Para observar cómo se reordena la proteína durante el proceso de desplegado y replegamiento inducido por los tensioactivos, técnicas espectroscópicas complementarias, dicroísmo circular y fluorescencia de triptófano, se utilizaron en combinación con la dispersión de rayos X de ángulo pequeño con resolución temporal (SAXS).
El dicroísmo circular y la fluorescencia del triptófano controlan los cambios en la estructura de bLG, mientras que los cambios en la forma general de los complejos de proteína-surfactante fueron seguidos por sincrotrón SAXS. Esta combinación de técnicas no se ha utilizado antes para estudiar estos procesos.
Procesos complejos que duran desde milisegundos hasta minutos
El desdoblamiento de la proteína por SDS fue un proceso homogéneo, donde todas las moléculas de proteína siguen la misma ruta de despliegue. Los complejos de SDS (micelas) atacan a las moléculas de proteína de frente y luego despliegan gradualmente la proteína para que forme una capa alrededor de la micela de SDS. El replegamiento comienza cuando las micelas C12E8 "succionan" SDS del complejo proteína-SDS para formar micelas mixtas SDS-C12E8. Sin embargo, el proceso de replegamiento real parece seguir varias rutas, dado que se encontraron múltiples estructuras que se formaron en paralelo, namely protein-surfactant complexes (probably containing both SDS and C12E8), mixed micelles of SDS and C12E8, "naked" proteins unfolded like long polymeric chains, and properly folded proteins. The experiment allowed the interconversion between these species to be followed, so that it could be determined which of the processes are fast and which ones are slow. The folded protein could form both from the naked unfolded proteins (quickly) and from protein-surfactant complexes (more slowly).
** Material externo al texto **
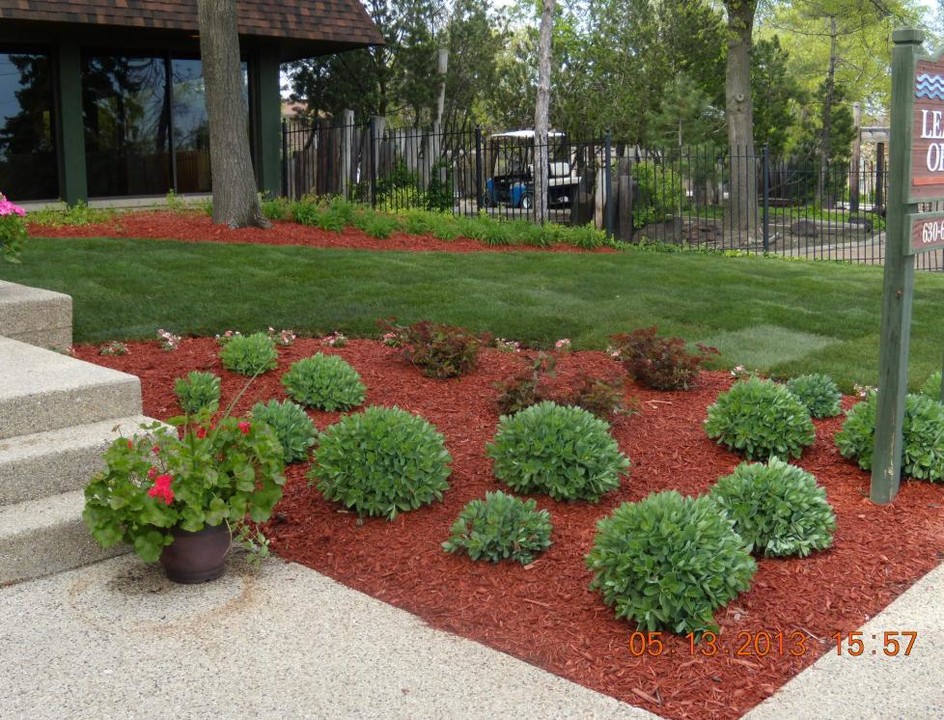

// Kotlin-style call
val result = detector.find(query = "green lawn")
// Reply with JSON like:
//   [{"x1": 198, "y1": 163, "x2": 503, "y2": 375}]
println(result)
[{"x1": 3, "y1": 235, "x2": 943, "y2": 391}]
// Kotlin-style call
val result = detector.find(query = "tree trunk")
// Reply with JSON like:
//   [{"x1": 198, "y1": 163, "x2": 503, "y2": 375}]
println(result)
[
  {"x1": 819, "y1": 15, "x2": 837, "y2": 209},
  {"x1": 533, "y1": 0, "x2": 554, "y2": 224},
  {"x1": 197, "y1": 0, "x2": 269, "y2": 229},
  {"x1": 724, "y1": 0, "x2": 757, "y2": 238}
]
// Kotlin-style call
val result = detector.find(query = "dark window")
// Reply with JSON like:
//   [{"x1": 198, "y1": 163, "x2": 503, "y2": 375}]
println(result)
[{"x1": 0, "y1": 52, "x2": 58, "y2": 201}]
Por lo tanto, the best way in which surfactants can help a protein to fold is to basically get out of the way and let the protein find its own way back to the folded state.
The results have provided deeper insight into the structural changes occurring at the protein-surfactant level. They revealed that surfactant-mediated unfolding and refolding of proteins are complex processes of rearrangements occurring on time scales from below milliseconds to minutes and involve intimate collaboration between surfactant complexes and proteins.